From the remaining nine entries, television viewers chose the second winner by postcard voting: "Le Plus Beau Jour de ma vie", composed by David Bee, written by Claude Alix, and performed by Mony Marc was selected as the second Belgian entry. Television viewers only had 24 hours to vote.

Each of the ten entries of the national final was awarded 2,500 Belgian francs, the authors of the two winning songs received additional 5,000 Belgian francs.

== At Eurovision ==
Eurovision Song Contest 1956 took place at the Teatro Kursaal in Lugano, Switzerland, on 24 May 1956. "Messieurs les noyés de la Seine" was performed 3rd at the contest and "Le Plus Beau Jour de ma vie" was performed 10th. Both of the Belgian entries were conducted at the contest by Léo Souris. The full results of the contest were not revealed and have not been retained by the EBU. The Belgian French-language broadcaster INR later claimed that Belgium had taken 3rd place.

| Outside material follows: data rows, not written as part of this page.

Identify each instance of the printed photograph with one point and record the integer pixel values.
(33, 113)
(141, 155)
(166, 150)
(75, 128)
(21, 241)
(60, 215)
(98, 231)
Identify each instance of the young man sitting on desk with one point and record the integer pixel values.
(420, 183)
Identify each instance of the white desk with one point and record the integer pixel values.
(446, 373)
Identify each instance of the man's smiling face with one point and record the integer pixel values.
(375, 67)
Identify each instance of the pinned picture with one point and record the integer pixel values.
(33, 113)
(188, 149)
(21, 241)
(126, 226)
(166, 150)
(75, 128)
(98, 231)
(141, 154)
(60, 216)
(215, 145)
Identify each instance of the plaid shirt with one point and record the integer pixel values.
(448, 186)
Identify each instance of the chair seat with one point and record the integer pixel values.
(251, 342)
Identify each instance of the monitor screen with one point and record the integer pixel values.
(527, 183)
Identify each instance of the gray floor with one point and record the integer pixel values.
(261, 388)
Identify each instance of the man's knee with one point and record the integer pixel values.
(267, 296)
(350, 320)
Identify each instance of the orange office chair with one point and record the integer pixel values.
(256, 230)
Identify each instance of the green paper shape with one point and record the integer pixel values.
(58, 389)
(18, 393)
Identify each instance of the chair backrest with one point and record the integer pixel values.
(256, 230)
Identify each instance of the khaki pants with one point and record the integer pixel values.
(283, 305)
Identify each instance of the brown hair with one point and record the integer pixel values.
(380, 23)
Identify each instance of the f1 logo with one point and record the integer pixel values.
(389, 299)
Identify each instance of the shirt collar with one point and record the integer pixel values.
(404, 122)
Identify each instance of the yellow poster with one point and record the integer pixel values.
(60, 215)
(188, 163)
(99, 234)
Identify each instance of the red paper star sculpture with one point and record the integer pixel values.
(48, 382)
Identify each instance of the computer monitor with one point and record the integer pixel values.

Eurovision Song Contest 1956 was televised in Belgium on INR and NIR, with French-language INR taking commentary from Télévision Suisse by Raymond Colbert and Dutch-language NIR taking commentary from Dutch NTS by Piet de Nuyl Jr. Initially, INR's director of entertainment E. Blondeel had proposed broadcasting a recording later instead of a live broadcast since 24 May 1956 was a Thursday, and Thursday nights usually being reserved for theatre plays on INR.

Following the Eurovision Song Contest, the Belgian songwriters and authors organisation SABAM accused "Messieurs les noyés de la Seine" of plagiarism from the song "Le Noyé assassiné" by Philippe Clay.